So this is how the day began...
Sean and I woke up at eight am and I was completely drenched with sweat. My tshirt was soaked through and the sheets where I was laying were damp. I still felt sick from a cold I spent last weekend recovering from, and I had a doctor's appointment to go to at 9:45. I tried to convince my mom that I didn't need to go. I really just wanted to get in the shower and wash away the sweat, smoke, and fall asleep again. Sean even told her he'd stay home from work and take care of me, but they still had to see me. This was Sean's first visit to the doctor with us, and I don't think he'd be able to stand another. Regardless, him being there with me really meant a lot and made the whole process a lot easier to deal with.
I've been having these night sweats for a couple weeks now, and I've also lost about 10 pounds in two and a half weeks. I just haven't felt like eating anything.
Anyway, the people who draw my blood don't get up to the clinic until I've been waiting for 45 minutes. Then it's another hour or more until they take me back to the exam room. We wait another half hour to 45 minutes while he is with the patient before us, then he comes in and tells me that night sweats are common with Hodgkins, which they thought I had originally. (Hodgkins is a very treatable type of Lymphoma *lymphatic cancer*) and that we need to get a CT scan or an MRI immediatley. Then he says he's going to go make the appointment and ends up wandering off for forty five minutes, leaving my mom to stew and be really scared and upset that we're being told I have something ELSE. He really treated it like.. It wasn't important, by just forgetting about me. My mom is pissed, because by now, we have been there for three hours and we haven't heard from anybody in an hour. She walks out and asks the nurse if she's seen the doctor, and of coruse, no they haven't. Then she comes back and tells us that they couldn't get me in for a CT today, that I should go home and they'll make the appointment and call us.
While we're making the appointment for next week, one of the nurses in the front of the clinic gets me a CT scan THAT DAY at 3 pm, but they can't figure out what kind of contrast dye i need to have in my system before the actual scan, so they can see certain things brighter. It's this massive jumble of confusion between the nurses, the doctor and radiology and I don't even know what the fuck is going on, except that I haven't eaten since midnight the night before and it's 1pm now. I'm cranky, exhausted, and I need some pain meds, but I'm not allowed to eat anything because I'm not supposed to before a ct scan. FINALLY they tell me at 3 that I need to drink contrast dye, over two fucking hours. TWO HOURS. Of more NOT eating. Two more horus of hanging out the hospital because the assholes couldn't get their shit together. Finally I get everything done with and I got to go to Sean's hosue and rest for the rest of the night.. but I'm really getting fed up with this clinic forgetting about me and acting like I don't exist.
One of the nurses, while my mom was crying, said "You know what you need to do? Throw darts at his picture, like we do." Why don't I find a new doctor? He's the best oncologist in the vicinity. He knew the guy who discovered my disease.. And he's stubborn. He's helped me before.. He is just a huge quack and I'm really getting sick of it. It's such bullshit that they get away with treating me like complete crap everytime I'm there. It's always something with them, either they forget to let the nurse know I'm there to get checked in, so I don't get checked in for 35+ minutes, or the Dr. forgets about me, or the nurses don't care.. Especially when I'm staying inpatient or outpatient to get treatment, most of the nurses just don't give a fuck. There are two nurses who are really, really attentive and nice, but the rest are just.. ridiculous.
So this is how the day began...
by Miss at 3/08/2006 11:58:00 PM
Not to worry anybody, but this is the best way I can let people know what's going on with me without calling everybody. Besides, half of the people this is directed at don't read it and won't ever read it so who cares? :P
I'm sitting in the Teen Lounge at the Sacred Heart Children's Hospital..

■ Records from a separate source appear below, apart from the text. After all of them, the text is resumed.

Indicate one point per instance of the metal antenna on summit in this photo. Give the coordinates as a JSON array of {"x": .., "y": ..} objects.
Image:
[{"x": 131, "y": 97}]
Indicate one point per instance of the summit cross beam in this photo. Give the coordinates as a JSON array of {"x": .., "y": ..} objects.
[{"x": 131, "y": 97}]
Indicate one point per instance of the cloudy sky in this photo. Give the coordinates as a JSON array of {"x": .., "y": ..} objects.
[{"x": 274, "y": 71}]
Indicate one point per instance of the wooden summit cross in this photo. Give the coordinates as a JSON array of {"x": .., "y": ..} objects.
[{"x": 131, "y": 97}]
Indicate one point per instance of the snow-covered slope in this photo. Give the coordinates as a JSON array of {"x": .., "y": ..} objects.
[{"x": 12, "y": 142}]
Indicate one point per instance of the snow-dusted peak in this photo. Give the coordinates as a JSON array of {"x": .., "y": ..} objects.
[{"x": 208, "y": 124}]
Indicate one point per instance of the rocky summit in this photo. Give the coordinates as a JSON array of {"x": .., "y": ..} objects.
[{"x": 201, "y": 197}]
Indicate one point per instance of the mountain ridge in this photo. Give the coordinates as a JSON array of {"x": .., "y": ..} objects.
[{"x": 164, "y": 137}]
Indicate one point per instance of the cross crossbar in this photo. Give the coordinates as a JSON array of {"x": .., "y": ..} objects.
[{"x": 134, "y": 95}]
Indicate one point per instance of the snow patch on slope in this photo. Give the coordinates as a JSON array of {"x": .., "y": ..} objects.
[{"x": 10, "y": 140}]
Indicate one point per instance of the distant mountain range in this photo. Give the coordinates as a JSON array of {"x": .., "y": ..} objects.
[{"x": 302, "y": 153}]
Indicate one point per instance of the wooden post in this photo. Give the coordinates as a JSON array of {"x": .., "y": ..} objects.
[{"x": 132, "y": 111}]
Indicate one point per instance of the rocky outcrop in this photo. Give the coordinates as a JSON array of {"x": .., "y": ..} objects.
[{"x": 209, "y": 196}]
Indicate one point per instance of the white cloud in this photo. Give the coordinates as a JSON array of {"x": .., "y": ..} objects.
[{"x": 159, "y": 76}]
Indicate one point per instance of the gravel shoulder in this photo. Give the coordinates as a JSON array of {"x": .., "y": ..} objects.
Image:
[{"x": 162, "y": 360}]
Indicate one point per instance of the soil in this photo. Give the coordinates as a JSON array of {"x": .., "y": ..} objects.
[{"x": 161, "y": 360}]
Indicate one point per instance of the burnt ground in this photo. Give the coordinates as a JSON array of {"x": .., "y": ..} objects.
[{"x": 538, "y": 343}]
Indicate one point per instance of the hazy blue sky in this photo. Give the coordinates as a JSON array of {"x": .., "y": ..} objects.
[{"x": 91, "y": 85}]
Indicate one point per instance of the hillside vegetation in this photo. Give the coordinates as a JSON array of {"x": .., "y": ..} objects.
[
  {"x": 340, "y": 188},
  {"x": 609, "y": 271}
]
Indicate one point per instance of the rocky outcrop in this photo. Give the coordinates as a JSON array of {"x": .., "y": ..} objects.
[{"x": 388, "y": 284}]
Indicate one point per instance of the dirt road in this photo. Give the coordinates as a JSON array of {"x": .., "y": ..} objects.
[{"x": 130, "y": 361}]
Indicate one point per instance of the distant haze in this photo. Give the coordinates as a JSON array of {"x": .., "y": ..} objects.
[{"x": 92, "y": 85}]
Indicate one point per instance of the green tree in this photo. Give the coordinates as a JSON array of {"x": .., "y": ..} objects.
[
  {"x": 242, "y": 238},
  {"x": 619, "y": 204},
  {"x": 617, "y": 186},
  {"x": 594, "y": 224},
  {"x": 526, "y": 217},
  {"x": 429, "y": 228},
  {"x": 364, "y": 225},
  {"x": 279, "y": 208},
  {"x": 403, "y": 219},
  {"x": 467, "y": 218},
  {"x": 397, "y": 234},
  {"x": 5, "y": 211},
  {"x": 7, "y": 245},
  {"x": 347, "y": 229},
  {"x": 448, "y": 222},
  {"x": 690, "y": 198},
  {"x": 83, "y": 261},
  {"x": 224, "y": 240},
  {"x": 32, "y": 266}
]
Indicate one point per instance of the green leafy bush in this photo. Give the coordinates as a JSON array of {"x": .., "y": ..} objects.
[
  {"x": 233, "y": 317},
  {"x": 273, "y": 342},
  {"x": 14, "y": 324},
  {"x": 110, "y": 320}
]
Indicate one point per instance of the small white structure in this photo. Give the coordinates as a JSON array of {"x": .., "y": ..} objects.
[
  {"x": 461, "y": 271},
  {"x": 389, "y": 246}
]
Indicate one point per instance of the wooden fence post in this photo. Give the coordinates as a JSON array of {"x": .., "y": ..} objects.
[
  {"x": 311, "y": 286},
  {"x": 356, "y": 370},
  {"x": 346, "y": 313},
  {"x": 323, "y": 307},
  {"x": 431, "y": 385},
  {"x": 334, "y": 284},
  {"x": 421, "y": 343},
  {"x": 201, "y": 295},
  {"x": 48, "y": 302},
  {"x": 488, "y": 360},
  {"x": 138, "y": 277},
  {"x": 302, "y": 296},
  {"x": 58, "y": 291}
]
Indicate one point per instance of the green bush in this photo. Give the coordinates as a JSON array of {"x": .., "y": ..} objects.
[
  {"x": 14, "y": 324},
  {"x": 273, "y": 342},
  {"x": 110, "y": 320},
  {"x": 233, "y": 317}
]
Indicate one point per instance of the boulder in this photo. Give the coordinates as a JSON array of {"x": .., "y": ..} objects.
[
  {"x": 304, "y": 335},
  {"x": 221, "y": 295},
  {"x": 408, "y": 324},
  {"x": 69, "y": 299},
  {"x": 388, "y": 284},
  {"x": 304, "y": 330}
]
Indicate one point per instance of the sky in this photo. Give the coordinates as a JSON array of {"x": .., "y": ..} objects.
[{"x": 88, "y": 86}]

Lately, I've been waking up just drenched with sweat. My t-shirt was soaked all the way through today when I woke up.. And I really didn't want to go to my doctor's appointment. I really just wanted to stay in Sean's bed and just sleep away the sweat so I wouldn't have to feel it. But I was convinced to go.
I guess it's a good thing I did.. Because my doctor thinks I may have Hodgkins Lymphoma now.. (again.. This is what they originally thought I had at the very beginning of all this...) I've been here since 9:45 am.. I've been getting jerked around by the doctor all day long and have spent way more time here than I actually needed to. If he had given the proper directions, I could've been done with this a long time ago. At least I get to go to Halo tonight.
I'll give a more detailed update at another time, I don't want to go into the whole thing while I"m here.. Sean is passed out on the teen lounge couch while I drink this dye crap for my CT scan and I want to put together a puzzle.